Kasijadi (2003), Model kemitraan cooperative farming menjadi pilihan karena mempunyai spesifikasi yang cocok untuk diterapkan pada area kemitraan yang mempunyai keragaman karakteristik lahan dan sosiokultur antar wilayah yang memerlukan pengelolaan secara desentralistik dan bottom-up. Model kemitraan ini tidak ada penguasaan lahan oleh perusahaan dan otorisasi manajemen usaha tani secara mutlak. Model kemitraan cooperative farming diintroduksikan dengan kosep bottom-up policy, sehingga mencerminkan partisipasi aktif petani anggotanya.
Kolaborasi antar stakeholder dalam pengembangan kemitraan model ini merupakan suatu proses integrasi aspek ekonomi, ekologi, dan sosial budaya masyakat. Kolaborasi tersebut telah membangun sosial capital dalam satu lingkaran sinergi antara steakholder cooperative farming dalam mencapai tujuan kemitraan. Model kemitraan ini dalam implementasinya dapat secara efektif memberdayakan petani melalui kelompok tani. Kendala permodalan bukan lagi menjadi permasalahan, pencapaian target efisiensi usahatani dapat dilakukan dengan keterpaduan kegitan penyediaan saprodi, dan pemasaran yang terorganisir. Hak pribadi masing-masing petani atas kepemilikan lahannya tidak akan terusik karena tidak ada konsolidasi atas lahan. Nuryati (2000), Model kemitraan cooperative farming secara langsung memberdayakan lembaga tani, ialah kelompok tani, mengembangkan kualitas SDM melalui penyuluhan tentang pentingnya kemitraan, kesepakatan dan kebersamaan. Petani akan aktif terlibat dan mempunyai empati dan sense of belonging yang tinggi akan keberhasilan kemitraan dengan PT.MEL karena organisasi tersebut berasal dan beranggotakan petani sendiri, dikelola oleh mereka sendiri, dan keberhasilanya akan dinikmati mereka sendiri.
Model kemitraan cooperative farming dalam implementasinya PT. MEL menerapkan tahapan-hahapan sebagai berikut: 1) sosialisasi model kemitraan yang ditapkan kapada petani/kelompok tani di wilayah kemitraan. 2) verifikasi dan identifikasi potensi wilayah berdasarkan kesesuaian lahan, dan sosiokultur masyarakat tani. 3)penanandatanganan kesepakatan kerjasama kemitraan. 4) penentuan paket teknologi dan manajemen kelompok tani spesifik lokasi. 5) konsolidasi pengadaan saprodi 6) kosnsolidasi/koordinasi pelaksanaan usaha on farm. 7) konsolidasi kegiatan panen dan pascapanen. Setiap tahapan adalah faktor kritis dan menentukan keberhasilan kegiatan model kemitraan cooperative farming.
Angka pencapaian implementasi model kemitraan coopertive farming di PT. MEL per tanggal 29 Desember 2007 tergambar pada kurva berikut:

Gambar 2. Kurva pencapaian luasan implementasi model kemitraan cooperative farming
Sumber : Laporan mingguan Departemen Feedstock PT.MEL tanggal 29 Desember 2008

4.2 Cooperative Farming Dalam Mendukung Pencapaian Visi Medco Energi.
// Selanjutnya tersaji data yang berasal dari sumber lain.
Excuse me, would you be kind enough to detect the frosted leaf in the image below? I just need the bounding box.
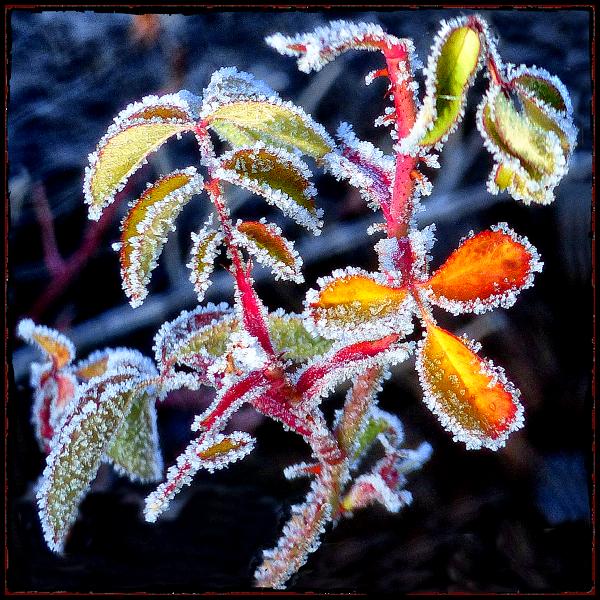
[305,267,414,341]
[424,223,543,314]
[477,85,570,204]
[37,367,157,552]
[144,431,255,523]
[202,67,277,106]
[106,393,163,483]
[268,309,332,363]
[83,94,196,221]
[265,21,402,73]
[334,366,384,460]
[324,123,395,210]
[186,215,224,302]
[113,90,200,124]
[153,302,233,371]
[214,142,323,235]
[416,322,523,450]
[234,219,304,283]
[30,363,77,454]
[399,17,486,156]
[17,319,75,369]
[201,94,334,159]
[293,334,414,412]
[120,167,203,308]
Harga bahan baker minyak (BBM) di pasar dunia terus naik dan akhir-akhir ini kenaikannya cukup signifikan, hal tersebut berimplikasi pada pengurangan lebih banyak devisa karena sebagian besar kebutuhan BBM nasional dipenuhi dari impor. Sehingga Indonesia kini digolongkan sebagai negara “net importer” untuk BBM. Untuk menekan laju import BBM, pemerintah mencanangkan program pemanfaatan sumber energi alternative. Kebijakan pemerintah yang berkaitan dengan permasalahan di atas antara lain tertuang dalam Peraturan Presiden No.5 tehun 2006 tentang konsumsi energi biofuel lebih dari 5% pada tahun 2025, dan Instruksi Presiden No. 1 tahun 2006 kepada Menteri Pertanian tentang percepatan penyediaan bahan baku biofuel.
Menindaklajuti program permerinatah melelui kebijakan yang telah dikeluarkan tersebut, diperlukan kesiapan teknologi dan penguasaan sistem produksi dalam pola industri, terutama untuk menjamin kontinuitas ketersediaan bahan baku dan keseragaman kualitas. PT.MEL sebagai bagian dari Medco Energi yang mempunyai visi ”Perusahaan Energi Pilihan” hadir untuk merealisasikan kebijakan pemerintah dengan visi perusahaan. Penyediaan bahan baku yang berkesinambungan dan dengan kualitas yang seragam menjadi sangat penting dan vital dalam mendukung visi Medco Energi.
Model kemitraan cooperative farming yang diterapakan PT. MEL merupakan wujud dari salah satu strategi dan aksi penyediaan bahan baku yang berkesinambungan dan dengan kualitas yang seragam. Hal tersebut sangat mungkin didapatkan karena penerapan paket teknologi yang direkomendasikan PT.MEL, Ketentuan umur panen pada kemitraan yang merujuk kepada kualitas ubi kayu untuk bahan baku ethanol, anjuran vareitas/klon yang spesifikasi kualitasnya baik untuk bahan baku, dan paket pinjaman saprodi yang mendukung peningkatan kualitas ubi kayu. Implementasi model kemitraan ini juga akan sangat menguntungkan perusahaan baik dari aspek ketersediaan bahan baku maupun keberlangsungan usaha PT.MEL. Adapun dampak positif penerapan model kemitraan ini adalah:

4.2.1 Penyedia bahan baku yang kontinyu dengan kualitas seragam
Pola tanam petani yang relatif menyebar sepanjang bulan akan menjadi potensi penyedia bahan baku yang kontinyu tanpa ada bulan kosong pasokan, walaupun kuantitasnya jelas akan fluktutif tergantung penyebaran luas tanam dalam setiap bulannya. Penyebaran pola tanam petani memang masih sangat tergantung musim, tetapi dalam setiap bulannya penanaman tetap ada, karena mulai timbulnya kesadaran petani tentang pentingnya posisi tawar petani, jika supplai ubi kayu menumpuk pada bulan-bulan tertantu maka tekanan harga dan potongan sangatlah tidak memihak kepada petani, kecenderungan tersebut yang terjadi disetiap tahunnya menyebabkan timbulnya kasadaran petani tentang pentingnya menyebarkan pola tanam disenjang tahun.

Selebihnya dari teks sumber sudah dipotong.